There are two main avenues of concern in terms of cybersecurity posture and policy: the likelihood of human error, and the likelihood of poorly-secured Internet of Things devices opening up the doors to a cyber attack. All of this means that risk has to be tracked in terms of individual devices that have connections to the company network, an obviously complex and expensive task that many companies struggle with due to a lack of inventory of smart and personal devices in use on the premises. Rather than attempting to propose a comprehensive solution to this thorny (and no doubt highly individualized) issue, Forescout suggests that strong clawback clauses should be standard. Of course, even the best clause does not repair the damage once malware has been installed or data has been exfiltrated.

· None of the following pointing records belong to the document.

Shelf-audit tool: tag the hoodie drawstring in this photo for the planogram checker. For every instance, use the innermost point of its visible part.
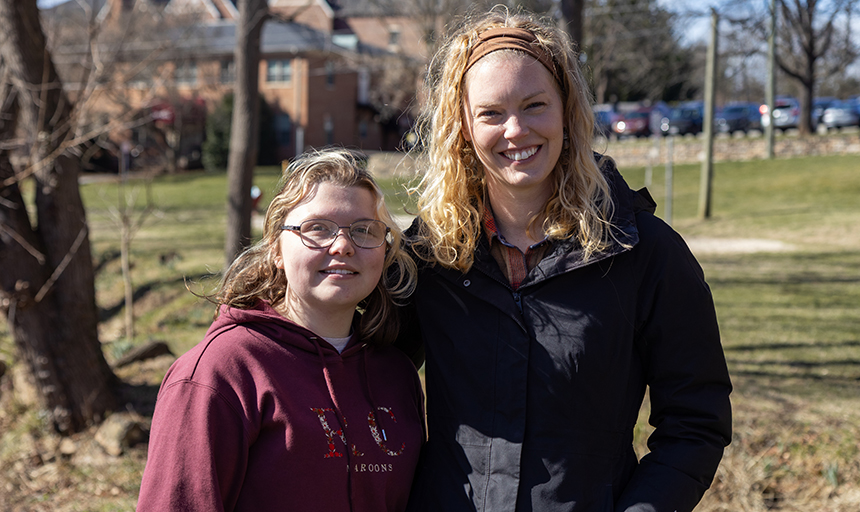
(340, 419)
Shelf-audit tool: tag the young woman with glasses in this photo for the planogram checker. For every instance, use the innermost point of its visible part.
(294, 400)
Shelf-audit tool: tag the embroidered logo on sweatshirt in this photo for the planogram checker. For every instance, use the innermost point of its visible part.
(376, 432)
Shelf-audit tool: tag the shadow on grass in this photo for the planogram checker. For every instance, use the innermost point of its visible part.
(138, 397)
(141, 291)
(785, 346)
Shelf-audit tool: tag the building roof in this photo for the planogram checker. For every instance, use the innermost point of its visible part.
(369, 8)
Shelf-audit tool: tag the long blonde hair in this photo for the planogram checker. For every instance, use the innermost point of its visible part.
(451, 201)
(254, 276)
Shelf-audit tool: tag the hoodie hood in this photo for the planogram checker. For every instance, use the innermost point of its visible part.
(263, 319)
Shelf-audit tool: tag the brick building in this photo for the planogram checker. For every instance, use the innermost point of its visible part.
(322, 71)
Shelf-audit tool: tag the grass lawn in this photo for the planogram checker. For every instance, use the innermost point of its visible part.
(790, 320)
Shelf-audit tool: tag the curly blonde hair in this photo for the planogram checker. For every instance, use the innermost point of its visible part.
(452, 192)
(254, 276)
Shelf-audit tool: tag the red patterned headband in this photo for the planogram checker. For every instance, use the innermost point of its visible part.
(507, 38)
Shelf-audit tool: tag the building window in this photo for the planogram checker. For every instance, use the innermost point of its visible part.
(329, 74)
(228, 71)
(283, 129)
(279, 71)
(186, 73)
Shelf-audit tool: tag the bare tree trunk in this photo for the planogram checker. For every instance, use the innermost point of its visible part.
(571, 20)
(244, 131)
(48, 292)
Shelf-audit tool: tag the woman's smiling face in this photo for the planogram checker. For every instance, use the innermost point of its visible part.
(336, 278)
(513, 118)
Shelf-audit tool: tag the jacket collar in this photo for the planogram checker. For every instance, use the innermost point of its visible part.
(567, 255)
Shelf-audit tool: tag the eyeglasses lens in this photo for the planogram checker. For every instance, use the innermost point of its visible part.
(367, 234)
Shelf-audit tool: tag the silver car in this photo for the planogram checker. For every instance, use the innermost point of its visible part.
(841, 114)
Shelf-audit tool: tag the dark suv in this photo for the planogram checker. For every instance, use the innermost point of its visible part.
(685, 118)
(739, 117)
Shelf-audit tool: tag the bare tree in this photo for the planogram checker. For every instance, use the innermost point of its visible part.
(48, 293)
(571, 19)
(808, 32)
(633, 51)
(244, 131)
(814, 42)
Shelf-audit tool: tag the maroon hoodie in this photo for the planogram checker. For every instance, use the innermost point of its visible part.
(265, 415)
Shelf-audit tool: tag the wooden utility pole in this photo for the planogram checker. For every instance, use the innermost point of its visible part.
(708, 123)
(770, 86)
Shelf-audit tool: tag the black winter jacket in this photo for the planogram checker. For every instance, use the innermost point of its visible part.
(532, 395)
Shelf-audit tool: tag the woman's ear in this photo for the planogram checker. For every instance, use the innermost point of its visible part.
(464, 131)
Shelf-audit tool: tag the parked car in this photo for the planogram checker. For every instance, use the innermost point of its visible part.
(841, 114)
(604, 116)
(738, 117)
(686, 118)
(635, 123)
(660, 111)
(819, 105)
(786, 113)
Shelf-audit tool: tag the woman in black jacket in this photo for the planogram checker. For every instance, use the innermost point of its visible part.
(550, 298)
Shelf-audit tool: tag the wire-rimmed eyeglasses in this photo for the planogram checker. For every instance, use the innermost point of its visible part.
(321, 233)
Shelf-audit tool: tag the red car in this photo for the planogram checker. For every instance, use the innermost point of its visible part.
(634, 124)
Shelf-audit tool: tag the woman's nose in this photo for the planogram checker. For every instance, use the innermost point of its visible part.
(342, 243)
(515, 127)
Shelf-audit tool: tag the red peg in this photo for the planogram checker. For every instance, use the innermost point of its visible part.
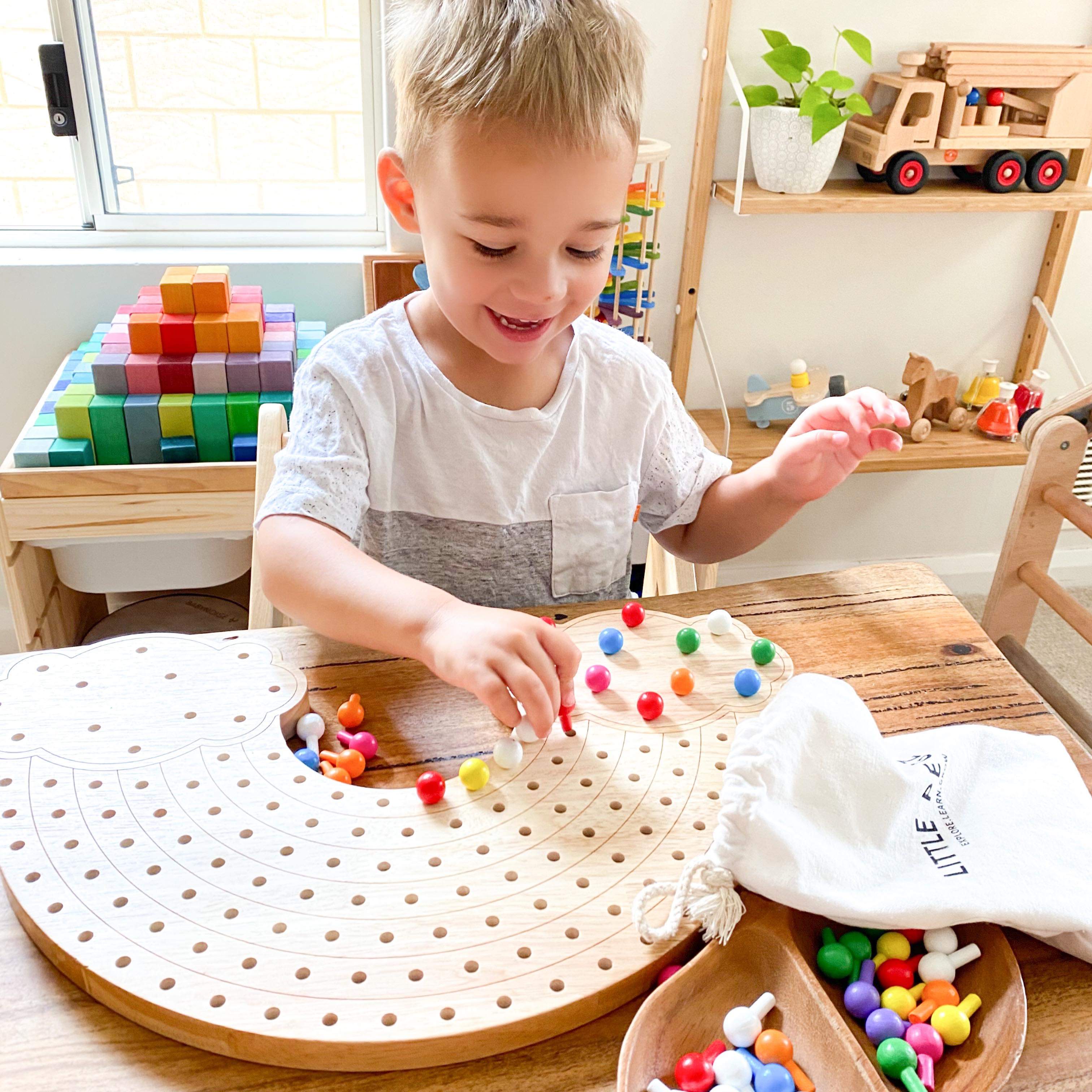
(694, 1073)
(895, 972)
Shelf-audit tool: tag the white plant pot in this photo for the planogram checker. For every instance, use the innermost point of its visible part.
(785, 160)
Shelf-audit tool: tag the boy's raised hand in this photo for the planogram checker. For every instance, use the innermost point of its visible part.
(497, 654)
(824, 446)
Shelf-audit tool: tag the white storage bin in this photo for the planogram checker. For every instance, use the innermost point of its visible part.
(150, 563)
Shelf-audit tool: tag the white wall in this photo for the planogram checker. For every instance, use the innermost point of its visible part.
(854, 293)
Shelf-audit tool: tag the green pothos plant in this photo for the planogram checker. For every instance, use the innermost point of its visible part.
(820, 98)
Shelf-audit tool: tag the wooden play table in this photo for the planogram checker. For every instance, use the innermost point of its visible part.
(894, 632)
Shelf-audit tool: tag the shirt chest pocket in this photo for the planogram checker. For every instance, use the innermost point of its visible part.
(591, 539)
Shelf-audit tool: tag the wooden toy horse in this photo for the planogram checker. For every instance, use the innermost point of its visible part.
(931, 397)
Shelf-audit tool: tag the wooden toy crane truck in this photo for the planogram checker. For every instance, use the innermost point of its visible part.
(1003, 114)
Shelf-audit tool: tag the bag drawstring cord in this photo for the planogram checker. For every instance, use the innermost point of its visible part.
(703, 892)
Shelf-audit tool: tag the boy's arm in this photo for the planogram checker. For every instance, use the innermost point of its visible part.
(820, 449)
(316, 576)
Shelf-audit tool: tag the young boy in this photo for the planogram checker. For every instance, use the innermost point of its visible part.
(483, 445)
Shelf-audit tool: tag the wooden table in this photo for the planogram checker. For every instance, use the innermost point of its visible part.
(894, 632)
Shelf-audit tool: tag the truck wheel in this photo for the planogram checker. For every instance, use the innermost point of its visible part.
(907, 173)
(1046, 172)
(966, 174)
(1004, 172)
(870, 176)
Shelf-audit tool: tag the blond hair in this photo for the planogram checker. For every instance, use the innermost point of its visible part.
(572, 72)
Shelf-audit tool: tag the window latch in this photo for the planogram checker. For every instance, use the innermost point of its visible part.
(58, 91)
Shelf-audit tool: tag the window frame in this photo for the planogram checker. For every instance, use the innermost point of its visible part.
(93, 166)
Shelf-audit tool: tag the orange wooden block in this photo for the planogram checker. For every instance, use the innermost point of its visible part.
(144, 335)
(212, 293)
(176, 290)
(210, 332)
(245, 328)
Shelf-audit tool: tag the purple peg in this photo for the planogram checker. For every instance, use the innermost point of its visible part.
(885, 1024)
(862, 997)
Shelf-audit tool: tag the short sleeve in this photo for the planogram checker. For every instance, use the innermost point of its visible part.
(322, 472)
(677, 468)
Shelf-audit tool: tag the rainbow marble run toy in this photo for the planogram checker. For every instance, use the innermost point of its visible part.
(788, 401)
(178, 377)
(628, 299)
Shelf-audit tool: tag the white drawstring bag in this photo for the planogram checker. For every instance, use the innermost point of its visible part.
(822, 813)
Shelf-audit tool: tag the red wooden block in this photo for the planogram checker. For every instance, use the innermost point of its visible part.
(177, 332)
(176, 375)
(142, 374)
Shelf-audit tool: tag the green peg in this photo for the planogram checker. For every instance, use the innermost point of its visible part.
(835, 960)
(898, 1060)
(860, 947)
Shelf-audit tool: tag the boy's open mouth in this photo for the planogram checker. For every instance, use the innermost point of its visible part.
(518, 329)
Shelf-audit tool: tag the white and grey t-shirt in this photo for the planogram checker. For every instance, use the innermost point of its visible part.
(498, 507)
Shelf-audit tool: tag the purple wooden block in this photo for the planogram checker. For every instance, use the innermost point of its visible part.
(210, 374)
(243, 374)
(276, 368)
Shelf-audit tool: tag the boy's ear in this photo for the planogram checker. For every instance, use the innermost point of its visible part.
(398, 190)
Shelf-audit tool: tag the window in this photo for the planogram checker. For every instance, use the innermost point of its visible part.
(214, 115)
(38, 171)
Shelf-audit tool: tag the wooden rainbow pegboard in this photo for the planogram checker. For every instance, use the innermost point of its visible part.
(163, 848)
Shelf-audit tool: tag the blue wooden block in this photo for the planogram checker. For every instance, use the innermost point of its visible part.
(179, 449)
(32, 452)
(245, 447)
(142, 424)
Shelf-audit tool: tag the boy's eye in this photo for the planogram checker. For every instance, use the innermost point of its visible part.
(493, 252)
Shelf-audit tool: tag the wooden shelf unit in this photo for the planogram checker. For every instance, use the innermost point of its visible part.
(851, 196)
(940, 195)
(942, 450)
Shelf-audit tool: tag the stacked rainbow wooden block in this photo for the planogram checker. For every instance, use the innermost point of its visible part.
(177, 377)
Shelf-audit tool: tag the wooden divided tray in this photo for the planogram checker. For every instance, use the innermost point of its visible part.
(774, 949)
(164, 849)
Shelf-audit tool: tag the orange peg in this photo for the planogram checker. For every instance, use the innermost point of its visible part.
(934, 995)
(351, 714)
(774, 1045)
(352, 763)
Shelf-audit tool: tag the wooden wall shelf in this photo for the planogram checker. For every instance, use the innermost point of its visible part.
(942, 450)
(942, 195)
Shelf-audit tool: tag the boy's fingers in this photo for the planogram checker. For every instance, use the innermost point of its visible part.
(563, 651)
(529, 689)
(496, 697)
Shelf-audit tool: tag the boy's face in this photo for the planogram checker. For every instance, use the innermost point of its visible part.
(517, 234)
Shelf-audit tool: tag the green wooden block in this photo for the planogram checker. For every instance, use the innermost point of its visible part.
(243, 412)
(65, 452)
(74, 421)
(283, 397)
(176, 416)
(179, 449)
(210, 428)
(108, 426)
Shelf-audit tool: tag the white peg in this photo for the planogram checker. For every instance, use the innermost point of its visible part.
(720, 623)
(936, 966)
(744, 1024)
(525, 732)
(309, 728)
(508, 753)
(941, 941)
(732, 1070)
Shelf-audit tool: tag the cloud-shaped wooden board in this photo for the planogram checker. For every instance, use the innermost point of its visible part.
(210, 887)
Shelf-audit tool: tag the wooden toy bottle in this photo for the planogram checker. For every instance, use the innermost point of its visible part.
(984, 388)
(1029, 395)
(1000, 419)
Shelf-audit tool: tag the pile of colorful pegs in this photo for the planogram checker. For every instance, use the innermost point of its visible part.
(762, 1060)
(920, 1011)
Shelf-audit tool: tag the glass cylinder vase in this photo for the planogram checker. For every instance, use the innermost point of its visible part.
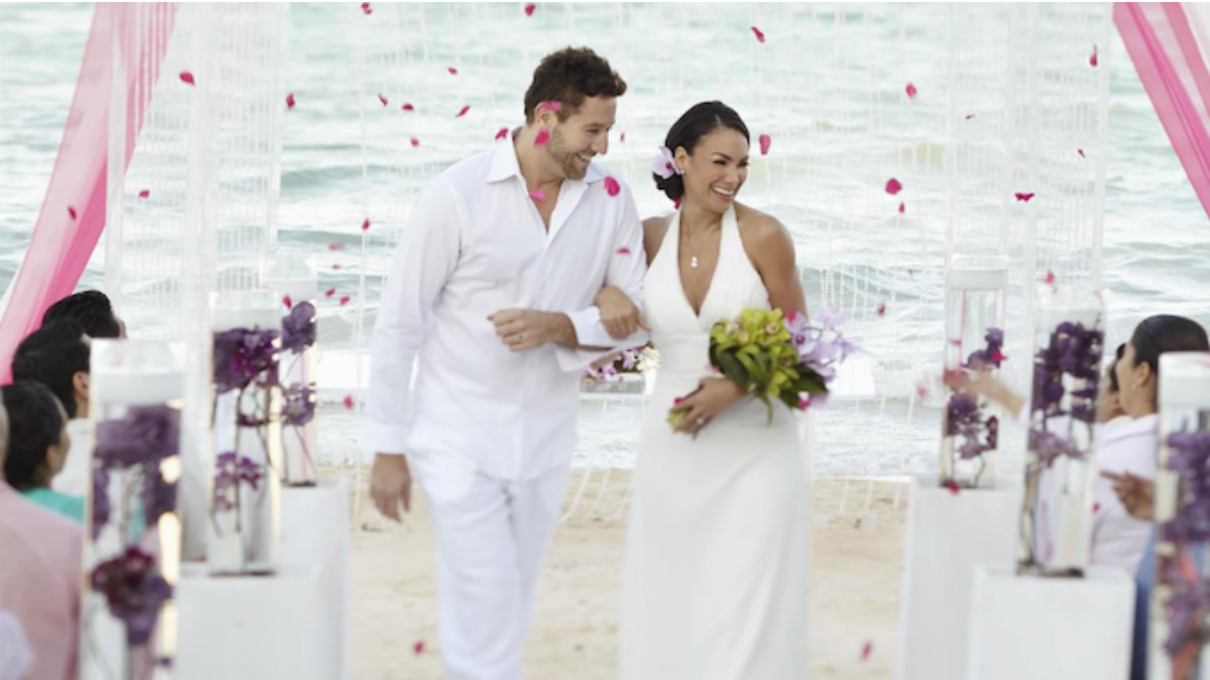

The survey also asked companies that are doing cybersecurity due diligence what they are focusing on in their evaluations. Unsurprisingly, financial statements are the #1 item. These are followed by the target company’s history of cybersecurity incidents, competitive positioning, outstanding litigation and customer satisfaction scores. In last place sits cyber risk scores. It is also important to note that nearly 1/3 of these companies are waiting until the diligence & evaluation phase or the integration phase (the final phase) to begin cybersecurity evaluation. Only 38% are including cybersecurity evaluation in the initial acquisition strategy.
Additionally, only 36% of all the companies responded that they feel they have adequate time to adequately review the target company’s cybersecurity posture, and only 37% felt that their IT teams were fully up to the task.
Companies seem to have a good level of awareness of where the points of vulnerability are, but for some reason are still lagging behind in actually getting to them during their inspections. For example, 72% of the respondents said that Internet of Things devices were a primary concern, but only 57% were actually screening them and 48% said that at least some of them were likely to be missed. 53% of respondents also said that they find devices that were unaccounted for after the merger is complete.
Of that 65% of companies that expressed post-merger regrets, the most common lament was a lack of time and thoroughness in performing the cyber assessment. Companies that were interviewed commonly stated that they should have allocated their IT staff more time to do a more complete evaluation of the target company’s cyber policies and status.